One of the most important reports you can look at in Google Analytics for CRO insights is the funnel visualization. This Google Analytics report is easy enough to set up and will tell you how much traffic is dropping off at each funnel step. With this information, you can see which step of the funnel has the biggest opportunity for optimization. For instance, here’s a 3-step funnel:
Every step has some dropping off, but here we can see that the first step (home) has the biggest leak.
However, this may not be a bad thing. Home pages generally get traffic with a greater variation of intent. That is, not everyone who comes to the site comes to buy.
But once they’ve entered the more targeted, linear stage of the funnel, where’s the biggest drop off? The Subscribe page.
Only 25.78% of people proceed to the next step. This is clearly the best place to start optimizing--because if one has put the effort into getting that far in the funnel, it’s assumed that there is interest and intent. It’s probably easiest to plug the leaks in the funnel in this step, and the most impactful.
Funnels aren’t just for e-commerce, either. They can be used for a variety of purposes – any time there is a preferred linear navigation path, really. Some other use cases could be multi-step sign ups, contact form completions, page navigation, and more.
If you’re a savvy Google Analytics user and you have enhanced ecommerce setup right, you can also view horizontal funnels (Conversions > Ecommerce > Shopping Behavior). They look like this:
The benefit of this is that you can view the funnel across almost any dimension, like Browser, City, Device, etc. It allows you to slice up the data in many more ways that the traditional goal funnel visualization.

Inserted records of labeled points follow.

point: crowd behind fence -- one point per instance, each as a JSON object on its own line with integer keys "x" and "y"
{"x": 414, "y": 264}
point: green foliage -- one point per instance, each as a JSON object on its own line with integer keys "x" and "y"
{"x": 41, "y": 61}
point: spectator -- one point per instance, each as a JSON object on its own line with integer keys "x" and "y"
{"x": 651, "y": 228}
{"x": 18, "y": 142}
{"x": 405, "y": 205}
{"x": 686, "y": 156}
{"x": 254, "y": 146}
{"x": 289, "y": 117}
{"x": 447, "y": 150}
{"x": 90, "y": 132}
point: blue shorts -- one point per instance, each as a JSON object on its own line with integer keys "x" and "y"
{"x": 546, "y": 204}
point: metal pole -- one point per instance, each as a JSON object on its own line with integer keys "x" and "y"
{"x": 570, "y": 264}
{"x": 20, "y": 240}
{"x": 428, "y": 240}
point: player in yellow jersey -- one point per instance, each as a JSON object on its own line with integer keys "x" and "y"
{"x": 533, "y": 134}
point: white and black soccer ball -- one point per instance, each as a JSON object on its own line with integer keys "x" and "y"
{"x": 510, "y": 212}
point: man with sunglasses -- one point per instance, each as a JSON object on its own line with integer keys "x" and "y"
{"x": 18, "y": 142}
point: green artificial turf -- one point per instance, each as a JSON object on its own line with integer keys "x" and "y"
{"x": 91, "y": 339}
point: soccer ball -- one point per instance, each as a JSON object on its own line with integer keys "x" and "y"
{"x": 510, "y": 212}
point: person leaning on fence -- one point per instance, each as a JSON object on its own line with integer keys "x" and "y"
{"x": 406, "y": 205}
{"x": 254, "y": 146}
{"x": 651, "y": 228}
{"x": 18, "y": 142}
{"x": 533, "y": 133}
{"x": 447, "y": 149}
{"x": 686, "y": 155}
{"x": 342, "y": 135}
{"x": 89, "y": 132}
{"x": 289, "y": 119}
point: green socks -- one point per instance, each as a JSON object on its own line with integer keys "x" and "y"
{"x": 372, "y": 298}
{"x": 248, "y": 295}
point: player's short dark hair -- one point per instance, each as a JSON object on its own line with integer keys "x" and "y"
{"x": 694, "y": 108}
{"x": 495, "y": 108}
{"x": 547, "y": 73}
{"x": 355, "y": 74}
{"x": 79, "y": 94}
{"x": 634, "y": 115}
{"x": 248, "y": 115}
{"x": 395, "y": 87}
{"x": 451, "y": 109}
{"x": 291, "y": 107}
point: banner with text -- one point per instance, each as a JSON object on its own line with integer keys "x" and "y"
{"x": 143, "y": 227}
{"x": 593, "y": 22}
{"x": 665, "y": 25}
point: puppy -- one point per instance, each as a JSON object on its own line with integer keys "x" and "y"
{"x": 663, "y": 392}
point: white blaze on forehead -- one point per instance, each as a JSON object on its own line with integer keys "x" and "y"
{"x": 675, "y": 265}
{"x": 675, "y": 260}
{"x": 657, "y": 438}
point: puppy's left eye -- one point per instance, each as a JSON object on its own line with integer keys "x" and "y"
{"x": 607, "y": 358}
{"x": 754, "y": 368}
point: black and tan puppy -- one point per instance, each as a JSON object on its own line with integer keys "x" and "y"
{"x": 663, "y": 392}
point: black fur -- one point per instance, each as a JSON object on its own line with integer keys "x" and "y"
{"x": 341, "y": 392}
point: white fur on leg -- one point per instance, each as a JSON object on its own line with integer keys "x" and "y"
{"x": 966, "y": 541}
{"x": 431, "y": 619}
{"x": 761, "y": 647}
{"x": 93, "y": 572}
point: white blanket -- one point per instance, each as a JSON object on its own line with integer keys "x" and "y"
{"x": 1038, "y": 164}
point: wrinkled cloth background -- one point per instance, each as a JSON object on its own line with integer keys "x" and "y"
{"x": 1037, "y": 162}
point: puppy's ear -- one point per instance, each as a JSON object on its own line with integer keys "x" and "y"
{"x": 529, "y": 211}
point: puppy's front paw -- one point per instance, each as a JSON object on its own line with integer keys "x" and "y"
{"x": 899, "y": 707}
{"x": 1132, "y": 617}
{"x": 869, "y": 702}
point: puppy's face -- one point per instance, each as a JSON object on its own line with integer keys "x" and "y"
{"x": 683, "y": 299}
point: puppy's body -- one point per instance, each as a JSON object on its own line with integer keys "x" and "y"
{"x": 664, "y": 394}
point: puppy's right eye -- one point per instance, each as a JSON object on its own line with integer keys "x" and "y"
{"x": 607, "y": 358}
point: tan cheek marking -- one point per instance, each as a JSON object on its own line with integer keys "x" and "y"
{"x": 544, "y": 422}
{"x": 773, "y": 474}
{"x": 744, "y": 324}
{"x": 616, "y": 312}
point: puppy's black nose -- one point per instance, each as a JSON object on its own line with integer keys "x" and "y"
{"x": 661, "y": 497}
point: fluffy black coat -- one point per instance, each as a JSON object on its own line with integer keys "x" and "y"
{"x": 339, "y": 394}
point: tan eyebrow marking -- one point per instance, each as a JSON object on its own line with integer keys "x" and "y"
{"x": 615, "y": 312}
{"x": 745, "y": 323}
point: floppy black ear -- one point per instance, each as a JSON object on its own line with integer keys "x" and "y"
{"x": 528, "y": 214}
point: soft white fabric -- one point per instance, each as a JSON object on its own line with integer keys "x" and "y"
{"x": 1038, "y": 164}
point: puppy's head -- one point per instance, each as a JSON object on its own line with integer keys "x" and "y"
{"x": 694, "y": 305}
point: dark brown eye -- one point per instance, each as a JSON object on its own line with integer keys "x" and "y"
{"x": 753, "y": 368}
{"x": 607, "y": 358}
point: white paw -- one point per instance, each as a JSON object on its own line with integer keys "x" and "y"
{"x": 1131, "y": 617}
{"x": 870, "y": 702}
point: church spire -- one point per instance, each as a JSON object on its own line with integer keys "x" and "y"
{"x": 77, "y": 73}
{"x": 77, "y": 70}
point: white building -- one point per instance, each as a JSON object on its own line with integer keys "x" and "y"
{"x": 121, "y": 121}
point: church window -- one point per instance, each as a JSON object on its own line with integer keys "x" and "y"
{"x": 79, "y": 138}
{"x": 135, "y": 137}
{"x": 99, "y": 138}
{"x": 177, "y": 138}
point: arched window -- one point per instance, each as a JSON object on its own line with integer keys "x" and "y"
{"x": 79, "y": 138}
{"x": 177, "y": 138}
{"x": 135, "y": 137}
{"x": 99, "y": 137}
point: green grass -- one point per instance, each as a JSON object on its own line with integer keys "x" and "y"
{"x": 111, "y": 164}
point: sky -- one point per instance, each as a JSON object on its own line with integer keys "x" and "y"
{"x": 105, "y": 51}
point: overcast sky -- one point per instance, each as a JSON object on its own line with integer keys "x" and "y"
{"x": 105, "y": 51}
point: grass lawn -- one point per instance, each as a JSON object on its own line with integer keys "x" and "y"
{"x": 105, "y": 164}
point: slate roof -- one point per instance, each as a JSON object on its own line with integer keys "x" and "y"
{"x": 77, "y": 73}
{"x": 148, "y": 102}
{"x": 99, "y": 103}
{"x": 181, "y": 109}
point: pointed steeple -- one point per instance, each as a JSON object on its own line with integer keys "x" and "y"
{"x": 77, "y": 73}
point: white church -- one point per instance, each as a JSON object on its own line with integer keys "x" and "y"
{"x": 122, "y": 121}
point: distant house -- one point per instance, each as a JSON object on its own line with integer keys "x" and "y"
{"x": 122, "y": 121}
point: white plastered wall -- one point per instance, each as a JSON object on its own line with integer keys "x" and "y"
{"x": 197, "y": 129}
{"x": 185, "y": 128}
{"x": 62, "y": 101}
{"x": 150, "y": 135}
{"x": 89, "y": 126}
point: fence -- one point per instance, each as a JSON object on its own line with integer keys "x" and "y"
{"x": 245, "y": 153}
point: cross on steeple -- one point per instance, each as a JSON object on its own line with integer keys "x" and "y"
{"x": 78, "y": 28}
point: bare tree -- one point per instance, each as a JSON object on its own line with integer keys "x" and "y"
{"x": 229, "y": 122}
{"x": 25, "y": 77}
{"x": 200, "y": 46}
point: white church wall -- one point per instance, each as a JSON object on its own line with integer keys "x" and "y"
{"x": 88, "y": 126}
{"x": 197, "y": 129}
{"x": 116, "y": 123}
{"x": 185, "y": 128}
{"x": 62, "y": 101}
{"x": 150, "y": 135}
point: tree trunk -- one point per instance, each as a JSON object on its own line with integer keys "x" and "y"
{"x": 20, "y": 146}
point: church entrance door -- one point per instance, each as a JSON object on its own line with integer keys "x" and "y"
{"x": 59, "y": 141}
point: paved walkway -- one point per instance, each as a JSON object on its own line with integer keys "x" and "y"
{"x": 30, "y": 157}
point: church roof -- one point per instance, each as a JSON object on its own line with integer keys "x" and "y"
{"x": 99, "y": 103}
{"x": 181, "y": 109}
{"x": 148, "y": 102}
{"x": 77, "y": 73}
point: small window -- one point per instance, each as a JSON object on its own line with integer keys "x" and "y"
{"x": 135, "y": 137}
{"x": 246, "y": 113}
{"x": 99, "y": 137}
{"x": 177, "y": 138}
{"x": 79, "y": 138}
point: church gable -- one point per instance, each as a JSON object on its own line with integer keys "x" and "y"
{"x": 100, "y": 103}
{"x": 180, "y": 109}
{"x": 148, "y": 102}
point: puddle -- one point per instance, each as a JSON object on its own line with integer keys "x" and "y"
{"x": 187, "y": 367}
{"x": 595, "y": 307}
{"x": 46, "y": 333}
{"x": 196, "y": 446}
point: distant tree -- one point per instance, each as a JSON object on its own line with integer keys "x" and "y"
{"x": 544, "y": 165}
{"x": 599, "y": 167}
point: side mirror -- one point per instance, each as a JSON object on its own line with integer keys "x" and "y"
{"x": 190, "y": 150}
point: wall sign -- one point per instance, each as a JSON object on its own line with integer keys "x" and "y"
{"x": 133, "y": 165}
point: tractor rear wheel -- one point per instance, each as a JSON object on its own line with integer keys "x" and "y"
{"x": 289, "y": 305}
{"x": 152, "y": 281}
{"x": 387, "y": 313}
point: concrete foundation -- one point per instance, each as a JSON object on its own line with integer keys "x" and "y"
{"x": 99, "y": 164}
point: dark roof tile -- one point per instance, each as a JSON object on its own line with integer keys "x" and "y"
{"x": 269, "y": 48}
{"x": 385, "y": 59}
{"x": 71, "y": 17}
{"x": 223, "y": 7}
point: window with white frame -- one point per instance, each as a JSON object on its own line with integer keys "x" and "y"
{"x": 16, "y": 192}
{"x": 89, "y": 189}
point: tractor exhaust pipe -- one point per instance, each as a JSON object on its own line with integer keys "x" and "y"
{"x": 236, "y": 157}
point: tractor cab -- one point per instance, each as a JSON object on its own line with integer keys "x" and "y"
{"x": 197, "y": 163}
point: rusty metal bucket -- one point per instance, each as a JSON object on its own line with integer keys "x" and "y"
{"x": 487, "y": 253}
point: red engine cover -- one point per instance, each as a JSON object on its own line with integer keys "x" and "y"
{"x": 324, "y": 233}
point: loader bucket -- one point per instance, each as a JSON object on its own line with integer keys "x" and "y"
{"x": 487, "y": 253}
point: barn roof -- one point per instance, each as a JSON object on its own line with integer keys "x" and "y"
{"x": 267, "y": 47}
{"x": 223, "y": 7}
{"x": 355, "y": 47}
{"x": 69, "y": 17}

For more information on setting up goals and funnel visualizations, check out Krista Seiden’s excellent article on the topic here.
If you’re curious about the greater funnel visualization capabilities with enhanced ecommerce, check this post from Cardinal Path out.
Actually, you can use enhanced ecommerce for content engagement visualization as well. The world of digital analytics in regards to conversion optimization tends to be endlessly customizable to your specific purposes. You just have to be curious and willing to get creative.
Bonus: Tracking Experiments with Google Analytics for CRO Insights...
Always integrate your A/B test data with your analytics platform. This way, you can track visitor behavior by variation and get more granular insights on how people are interacting with your site.
Plus, you can check the numbers. Don’t always trust the numbers any given system gives you. It always helps to have a comparison to tease out the actual truth in your data.
Digital analytics is the lifeblood of conversion optimization, and these reports should give you an excellent footing in producing and prioritizing winning experimentation ideas.
However, data isn’t to be used as a crutch or a one-size-fits-all formula. It’s very likely that your particular business and website won’t fit the mold of all of the reports I’ve listed here. It’s very likely you’ll have to work outside-the-box a bit to pull relevant insights.
So, use these as a starting point or a beginning checklist, but don’t stop there. Think like an analyst and always approach data with the intent to ask critical business-focused questions.